People still thought of themselves first as original Romans or Sabines, rather than citizens of Rome. To overcome this division, Numa organized the people into guilds based on the occupations of their members.
In Romulus' time, the calendar had been fixed at 360 days to the year, but the number of days in a month greatly varied. Numa estimated the solar year at 365 days and the lunar year at 354 days. He doubled the difference of eleven days and instituted a leap month of 22 days to come between February and March (which was originally the first month of the year). Numa made January the first month, and he may have added the months of January and February to the calendar as well.
The month of January is associated with the god Janus, the doors of whose temple were left open in times of war and closed in times of peace. In Numa's reign of 43 years, the doors remained closed, a record for Rome.
When Numa died at over the age of 80 he left a daughter, Pompilia, who was married to Marcius, the son of the Marcius who had persuaded Numa to accept the throne. Their son, Ancus Marcius, was 5 years old when Numa died, and he later became the fourth king of Rome. Numa was buried under the Janiculum together with his religious books.
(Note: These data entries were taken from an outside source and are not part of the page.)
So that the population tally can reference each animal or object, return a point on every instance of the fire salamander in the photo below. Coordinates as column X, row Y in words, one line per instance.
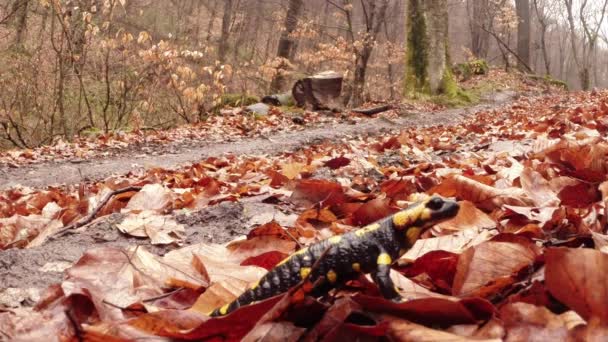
column 370, row 249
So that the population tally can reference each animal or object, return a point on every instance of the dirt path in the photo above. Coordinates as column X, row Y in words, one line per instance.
column 24, row 273
column 172, row 155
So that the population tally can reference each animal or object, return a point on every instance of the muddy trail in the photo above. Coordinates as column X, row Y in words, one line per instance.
column 172, row 155
column 25, row 273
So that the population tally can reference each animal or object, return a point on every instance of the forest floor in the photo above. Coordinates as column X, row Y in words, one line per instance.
column 143, row 155
column 35, row 268
column 151, row 232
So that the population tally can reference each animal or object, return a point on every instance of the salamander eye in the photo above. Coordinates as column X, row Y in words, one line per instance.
column 435, row 203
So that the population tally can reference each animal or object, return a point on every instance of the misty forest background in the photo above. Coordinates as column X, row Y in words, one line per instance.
column 70, row 66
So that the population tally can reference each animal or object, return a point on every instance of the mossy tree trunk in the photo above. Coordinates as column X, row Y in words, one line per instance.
column 427, row 58
column 287, row 44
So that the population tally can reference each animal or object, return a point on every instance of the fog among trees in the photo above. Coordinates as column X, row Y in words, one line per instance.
column 73, row 65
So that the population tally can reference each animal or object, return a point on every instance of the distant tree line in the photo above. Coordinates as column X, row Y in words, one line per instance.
column 73, row 66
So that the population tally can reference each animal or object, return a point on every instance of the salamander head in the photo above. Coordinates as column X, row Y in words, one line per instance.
column 426, row 213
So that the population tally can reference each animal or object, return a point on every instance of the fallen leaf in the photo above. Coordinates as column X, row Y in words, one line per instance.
column 484, row 265
column 576, row 277
column 154, row 197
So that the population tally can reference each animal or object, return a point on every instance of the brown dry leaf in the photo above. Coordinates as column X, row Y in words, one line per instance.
column 402, row 330
column 488, row 265
column 540, row 215
column 244, row 249
column 408, row 289
column 469, row 217
column 153, row 197
column 484, row 196
column 577, row 278
column 511, row 173
column 292, row 170
column 600, row 241
column 454, row 243
column 125, row 277
column 219, row 294
column 275, row 331
column 28, row 325
column 527, row 322
column 161, row 229
column 538, row 189
column 312, row 191
column 373, row 211
column 17, row 231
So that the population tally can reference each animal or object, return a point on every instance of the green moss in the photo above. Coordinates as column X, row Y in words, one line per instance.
column 292, row 109
column 416, row 79
column 471, row 68
column 235, row 100
column 238, row 100
column 548, row 79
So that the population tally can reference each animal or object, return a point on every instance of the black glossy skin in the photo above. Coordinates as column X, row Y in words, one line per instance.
column 363, row 247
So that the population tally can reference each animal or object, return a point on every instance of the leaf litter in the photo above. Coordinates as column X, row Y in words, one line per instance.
column 524, row 259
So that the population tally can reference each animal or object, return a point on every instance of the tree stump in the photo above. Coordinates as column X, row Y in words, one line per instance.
column 321, row 91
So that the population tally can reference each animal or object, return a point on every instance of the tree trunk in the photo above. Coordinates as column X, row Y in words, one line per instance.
column 226, row 21
column 523, row 30
column 375, row 20
column 286, row 47
column 427, row 62
column 542, row 20
column 20, row 8
column 479, row 19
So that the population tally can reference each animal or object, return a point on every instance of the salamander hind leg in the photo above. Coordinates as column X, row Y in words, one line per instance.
column 382, row 277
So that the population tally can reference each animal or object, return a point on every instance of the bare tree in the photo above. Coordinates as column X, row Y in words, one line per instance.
column 226, row 23
column 287, row 45
column 374, row 15
column 589, row 36
column 543, row 21
column 480, row 22
column 20, row 8
column 523, row 30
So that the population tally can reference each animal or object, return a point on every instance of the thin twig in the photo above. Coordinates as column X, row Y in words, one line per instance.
column 77, row 328
column 164, row 295
column 87, row 219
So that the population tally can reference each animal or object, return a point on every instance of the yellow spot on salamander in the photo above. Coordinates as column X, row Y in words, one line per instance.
column 410, row 215
column 304, row 272
column 332, row 276
column 367, row 229
column 412, row 234
column 284, row 261
column 335, row 239
column 300, row 252
column 426, row 214
column 224, row 309
column 384, row 259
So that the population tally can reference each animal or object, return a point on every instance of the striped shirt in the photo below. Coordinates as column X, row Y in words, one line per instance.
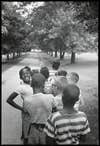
column 67, row 128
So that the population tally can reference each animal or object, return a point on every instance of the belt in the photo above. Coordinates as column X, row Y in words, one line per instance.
column 40, row 127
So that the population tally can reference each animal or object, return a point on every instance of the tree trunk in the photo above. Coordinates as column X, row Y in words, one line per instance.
column 51, row 53
column 7, row 56
column 55, row 53
column 13, row 55
column 60, row 54
column 63, row 55
column 73, row 57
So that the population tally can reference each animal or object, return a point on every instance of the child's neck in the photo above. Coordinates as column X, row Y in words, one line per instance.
column 68, row 110
column 37, row 90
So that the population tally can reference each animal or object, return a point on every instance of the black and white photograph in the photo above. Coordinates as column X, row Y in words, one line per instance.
column 49, row 77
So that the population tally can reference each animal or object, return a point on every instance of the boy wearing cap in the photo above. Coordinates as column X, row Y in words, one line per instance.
column 39, row 107
column 67, row 126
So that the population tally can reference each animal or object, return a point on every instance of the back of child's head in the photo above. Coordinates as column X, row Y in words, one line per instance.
column 62, row 73
column 56, row 64
column 45, row 72
column 22, row 70
column 70, row 95
column 60, row 82
column 38, row 80
column 33, row 71
column 73, row 77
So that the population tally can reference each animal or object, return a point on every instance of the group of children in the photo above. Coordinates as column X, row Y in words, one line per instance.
column 50, row 111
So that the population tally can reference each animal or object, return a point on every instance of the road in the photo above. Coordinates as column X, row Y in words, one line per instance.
column 11, row 118
column 86, row 66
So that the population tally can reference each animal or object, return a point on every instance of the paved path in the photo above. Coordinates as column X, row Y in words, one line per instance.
column 11, row 118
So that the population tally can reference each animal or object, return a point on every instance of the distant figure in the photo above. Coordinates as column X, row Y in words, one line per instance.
column 45, row 72
column 73, row 78
column 58, row 85
column 55, row 67
column 39, row 107
column 25, row 91
column 33, row 71
column 67, row 127
column 48, row 85
column 61, row 73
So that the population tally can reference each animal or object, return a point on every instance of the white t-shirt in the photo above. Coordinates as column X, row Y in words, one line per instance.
column 40, row 107
column 24, row 90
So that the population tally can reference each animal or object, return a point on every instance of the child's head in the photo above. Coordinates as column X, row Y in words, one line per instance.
column 58, row 84
column 73, row 77
column 38, row 81
column 25, row 74
column 33, row 71
column 45, row 72
column 62, row 73
column 56, row 64
column 70, row 95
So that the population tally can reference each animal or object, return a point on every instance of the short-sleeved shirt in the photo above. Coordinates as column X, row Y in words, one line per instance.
column 40, row 107
column 67, row 128
column 24, row 90
column 58, row 101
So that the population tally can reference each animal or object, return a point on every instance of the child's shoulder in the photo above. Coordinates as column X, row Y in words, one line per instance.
column 81, row 114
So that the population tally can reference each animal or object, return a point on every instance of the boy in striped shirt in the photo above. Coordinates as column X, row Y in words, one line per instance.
column 67, row 126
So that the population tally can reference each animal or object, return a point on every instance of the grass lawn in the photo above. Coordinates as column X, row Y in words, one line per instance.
column 87, row 67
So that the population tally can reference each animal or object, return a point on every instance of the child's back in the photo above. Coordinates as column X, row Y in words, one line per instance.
column 67, row 126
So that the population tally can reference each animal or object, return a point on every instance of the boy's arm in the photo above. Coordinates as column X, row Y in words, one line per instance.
column 83, row 139
column 10, row 100
column 50, row 140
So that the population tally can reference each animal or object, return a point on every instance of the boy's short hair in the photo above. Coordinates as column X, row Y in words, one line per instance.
column 62, row 73
column 33, row 71
column 60, row 82
column 21, row 71
column 74, row 77
column 45, row 72
column 56, row 64
column 38, row 80
column 70, row 95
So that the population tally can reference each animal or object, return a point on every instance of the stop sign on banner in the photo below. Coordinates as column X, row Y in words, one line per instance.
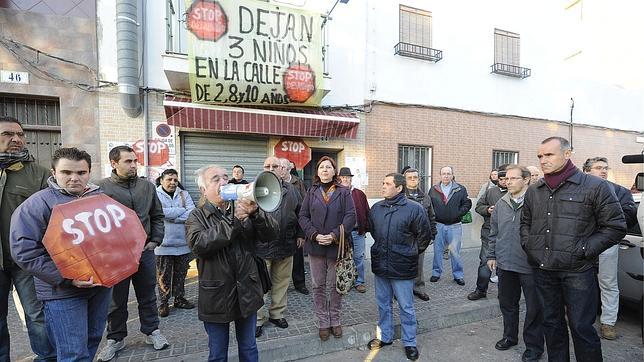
column 295, row 150
column 158, row 152
column 207, row 20
column 96, row 237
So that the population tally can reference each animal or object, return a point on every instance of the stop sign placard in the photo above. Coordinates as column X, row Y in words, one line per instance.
column 158, row 152
column 207, row 20
column 95, row 236
column 295, row 150
column 299, row 82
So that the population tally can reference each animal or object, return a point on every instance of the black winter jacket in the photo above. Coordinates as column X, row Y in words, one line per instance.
column 627, row 203
column 422, row 198
column 401, row 231
column 451, row 211
column 229, row 285
column 287, row 216
column 489, row 198
column 141, row 196
column 567, row 228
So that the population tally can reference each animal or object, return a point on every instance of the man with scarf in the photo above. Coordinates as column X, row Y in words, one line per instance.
column 485, row 207
column 401, row 231
column 568, row 219
column 20, row 177
column 415, row 193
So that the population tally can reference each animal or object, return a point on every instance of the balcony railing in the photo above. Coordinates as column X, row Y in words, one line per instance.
column 418, row 52
column 511, row 70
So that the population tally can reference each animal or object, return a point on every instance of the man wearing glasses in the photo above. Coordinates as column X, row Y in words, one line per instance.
column 607, row 277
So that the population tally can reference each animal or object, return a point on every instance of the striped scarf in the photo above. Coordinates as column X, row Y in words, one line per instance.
column 326, row 195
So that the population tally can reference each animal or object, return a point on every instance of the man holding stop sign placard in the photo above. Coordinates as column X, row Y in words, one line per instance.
column 75, row 310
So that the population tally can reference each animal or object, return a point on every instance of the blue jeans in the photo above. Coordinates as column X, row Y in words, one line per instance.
column 571, row 295
column 358, row 255
column 24, row 284
column 450, row 235
column 404, row 292
column 144, row 282
column 218, row 340
column 76, row 325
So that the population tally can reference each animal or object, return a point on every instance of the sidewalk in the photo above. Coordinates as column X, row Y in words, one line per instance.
column 447, row 307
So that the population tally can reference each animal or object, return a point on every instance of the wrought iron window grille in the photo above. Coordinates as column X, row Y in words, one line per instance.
column 418, row 52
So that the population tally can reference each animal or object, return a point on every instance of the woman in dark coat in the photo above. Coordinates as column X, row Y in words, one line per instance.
column 326, row 206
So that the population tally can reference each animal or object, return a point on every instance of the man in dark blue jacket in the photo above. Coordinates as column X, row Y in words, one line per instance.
column 75, row 310
column 607, row 276
column 451, row 203
column 568, row 219
column 401, row 231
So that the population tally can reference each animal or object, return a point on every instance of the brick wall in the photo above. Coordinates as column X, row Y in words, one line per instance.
column 465, row 140
column 68, row 37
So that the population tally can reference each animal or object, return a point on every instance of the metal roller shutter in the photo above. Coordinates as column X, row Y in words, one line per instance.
column 201, row 150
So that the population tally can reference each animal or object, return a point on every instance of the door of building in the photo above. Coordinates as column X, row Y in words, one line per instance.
column 40, row 118
column 198, row 150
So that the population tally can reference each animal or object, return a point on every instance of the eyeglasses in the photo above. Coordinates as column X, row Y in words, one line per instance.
column 12, row 134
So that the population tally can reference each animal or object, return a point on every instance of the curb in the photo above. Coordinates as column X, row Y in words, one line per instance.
column 357, row 336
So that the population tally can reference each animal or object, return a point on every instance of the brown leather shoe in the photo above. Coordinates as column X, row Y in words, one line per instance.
column 337, row 331
column 164, row 310
column 324, row 334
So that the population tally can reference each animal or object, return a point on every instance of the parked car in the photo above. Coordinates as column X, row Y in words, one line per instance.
column 630, row 267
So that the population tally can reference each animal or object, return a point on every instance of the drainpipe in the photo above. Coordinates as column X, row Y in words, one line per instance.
column 127, row 53
column 146, row 91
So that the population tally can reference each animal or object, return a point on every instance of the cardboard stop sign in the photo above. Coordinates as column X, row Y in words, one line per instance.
column 295, row 150
column 158, row 152
column 207, row 20
column 95, row 236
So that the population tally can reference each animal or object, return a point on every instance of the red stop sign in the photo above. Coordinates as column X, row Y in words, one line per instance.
column 95, row 236
column 158, row 152
column 299, row 82
column 294, row 149
column 207, row 20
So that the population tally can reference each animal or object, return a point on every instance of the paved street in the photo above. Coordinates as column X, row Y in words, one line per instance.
column 185, row 332
column 446, row 321
column 475, row 342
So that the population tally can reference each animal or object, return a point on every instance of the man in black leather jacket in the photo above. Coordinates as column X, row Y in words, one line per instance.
column 416, row 193
column 224, row 243
column 568, row 219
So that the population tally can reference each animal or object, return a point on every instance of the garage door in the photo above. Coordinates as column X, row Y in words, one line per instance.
column 201, row 150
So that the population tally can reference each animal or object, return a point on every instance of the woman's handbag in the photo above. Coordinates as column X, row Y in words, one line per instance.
column 467, row 218
column 264, row 276
column 345, row 268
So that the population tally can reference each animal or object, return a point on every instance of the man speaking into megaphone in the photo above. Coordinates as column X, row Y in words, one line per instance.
column 224, row 242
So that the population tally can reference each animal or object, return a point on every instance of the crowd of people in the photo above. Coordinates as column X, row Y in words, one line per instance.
column 551, row 236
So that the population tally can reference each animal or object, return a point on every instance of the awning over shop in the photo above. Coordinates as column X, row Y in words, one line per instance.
column 181, row 112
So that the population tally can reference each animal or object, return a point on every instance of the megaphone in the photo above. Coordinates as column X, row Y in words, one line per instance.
column 266, row 191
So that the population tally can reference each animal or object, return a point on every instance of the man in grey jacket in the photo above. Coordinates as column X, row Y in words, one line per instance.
column 139, row 195
column 485, row 208
column 75, row 310
column 20, row 177
column 508, row 258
In 181 BCE, his grave was uncovered in a flood but his coffin was found to be empty. Only the books, which had been buried in a second coffin, remained. They were burnt on the recommendation of the praetor.
Much of the story of Numa's life is pure legend. Still, it seems likely that there was a monarchical period in early Rome, with the kings coming from different groups: Romans, Sabines, and Etruscans. It is rather less likely that there were seven kings who reigned in a monarchical period of approximately 250 years. One of the kings may have been a Sabine called Numa Pompilius, though we may doubt that he instituted so many features of the Roman religion and calendar or that his reign was a golden age free from strife and warfare. But that the Romans believed that it was so is a historical fact. The story of Numa was part of the founding myth of Rome.
- Grandazzi, Alexandre. "The Foundation of Rome: Myth and History." Cornell University Press, 1997.
- Macgregor, Mary. "The Story of Rome, from the Earliest Times to the Death of Augustus." T. Nelson, 1967.